Date(s) - 31 Jan 2022
9:50 AM - 11:30 AM
Title: Automated Scientific Knowledge Extraction from Massive Text Data
Abstract: Text mining is promising for advancing human knowledge in many fields, given the rapidly growing volume of text data (e.g., scientific articles, medical notes, and news reports) we are seeing nowadays. In this talk, I will present my work on automatically extracting scientific knowledge from massive text data to enable and accelerate scientific discovery. First, I will talk about my work on information extraction with minimum human supervision. With the growing volume of text data and the breadth of information, it is inefficient or nearly impossible for humans to manually find, integrate, and digest useful information. To address the above challenge, I have developed methods that automatically extract entity and relation information from massive text data with minimum human supervision. Second, I will talk about my work on literature-based scientific knowledge discovery. This research direction aims to enable and accelerate real-world knowledge discovery with the rich information we automatically extracted from scientific text. I have collaborated with domain experts in various scientific disciplines (e.g., chemistry, biomedicine, and health) to achieve this goal. Last, I will conclude my talk with future directions on using text mining to address open scientific problems, such as to assist chemical and biological molecule design and to support clinical decision-making.
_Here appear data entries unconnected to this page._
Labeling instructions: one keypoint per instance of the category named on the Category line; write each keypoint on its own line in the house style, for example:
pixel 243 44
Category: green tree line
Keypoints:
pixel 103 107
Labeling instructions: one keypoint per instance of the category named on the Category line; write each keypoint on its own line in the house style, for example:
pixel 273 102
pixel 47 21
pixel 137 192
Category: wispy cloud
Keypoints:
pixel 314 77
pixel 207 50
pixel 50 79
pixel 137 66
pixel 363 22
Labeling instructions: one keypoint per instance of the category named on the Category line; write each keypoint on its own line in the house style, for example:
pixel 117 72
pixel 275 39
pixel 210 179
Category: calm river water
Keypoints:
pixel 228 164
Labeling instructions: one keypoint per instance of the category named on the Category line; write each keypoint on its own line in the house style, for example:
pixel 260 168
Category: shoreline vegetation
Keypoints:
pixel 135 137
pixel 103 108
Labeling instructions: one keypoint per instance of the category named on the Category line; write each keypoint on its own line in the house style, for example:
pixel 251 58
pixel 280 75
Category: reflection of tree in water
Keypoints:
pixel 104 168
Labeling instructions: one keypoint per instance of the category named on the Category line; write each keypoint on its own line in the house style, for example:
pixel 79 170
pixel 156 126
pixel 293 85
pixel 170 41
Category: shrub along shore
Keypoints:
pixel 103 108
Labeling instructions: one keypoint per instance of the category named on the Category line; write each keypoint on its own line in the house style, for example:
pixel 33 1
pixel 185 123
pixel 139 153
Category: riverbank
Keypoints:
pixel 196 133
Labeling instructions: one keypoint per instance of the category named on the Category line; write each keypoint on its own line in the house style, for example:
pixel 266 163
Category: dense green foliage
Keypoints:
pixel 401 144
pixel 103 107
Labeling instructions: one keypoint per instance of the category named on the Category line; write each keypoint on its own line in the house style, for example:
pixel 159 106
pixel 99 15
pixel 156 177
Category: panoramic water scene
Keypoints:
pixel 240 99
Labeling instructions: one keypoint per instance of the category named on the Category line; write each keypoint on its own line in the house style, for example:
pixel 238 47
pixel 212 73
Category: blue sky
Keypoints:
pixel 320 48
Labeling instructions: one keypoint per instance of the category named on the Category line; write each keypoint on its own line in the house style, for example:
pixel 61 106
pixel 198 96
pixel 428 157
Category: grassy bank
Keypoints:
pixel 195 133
Bio: Xuan Wang is a fifth-year Ph.D. student in the Computer Science Department at the University of Illinois at Urbana-Champaign (UIUC). She is working in the Data Mining Group under the supervision of Prof. Jiawei Han. Xuan received M.S. in Statistics (2017) and M.S. in Biochemistry (2015) from UIUC. She received B.S. in Biological Science (2013) from Tsinghua University, China. Her research interests are in Natural Language Processing (NLP) and Data Mining, emphasizing applications to Biological and Health Sciences. Her research has focused on two directions: (1) information extraction with minimum human supervision and (2) literature-based scientific knowledge discovery. Xuan has published about 20 research/demo papers in top NLP conferences (e.g., ACL, EMNLP, and NAACL) and biomedical informatics journals (e.g., Bioinformatics) and conferences (e.g., ACM-BCB and IEEE-BIBM). She is the recipient of the Best Demo Paper Award at NAACL’21 and the YEE Fellowship Award in 2020-2021.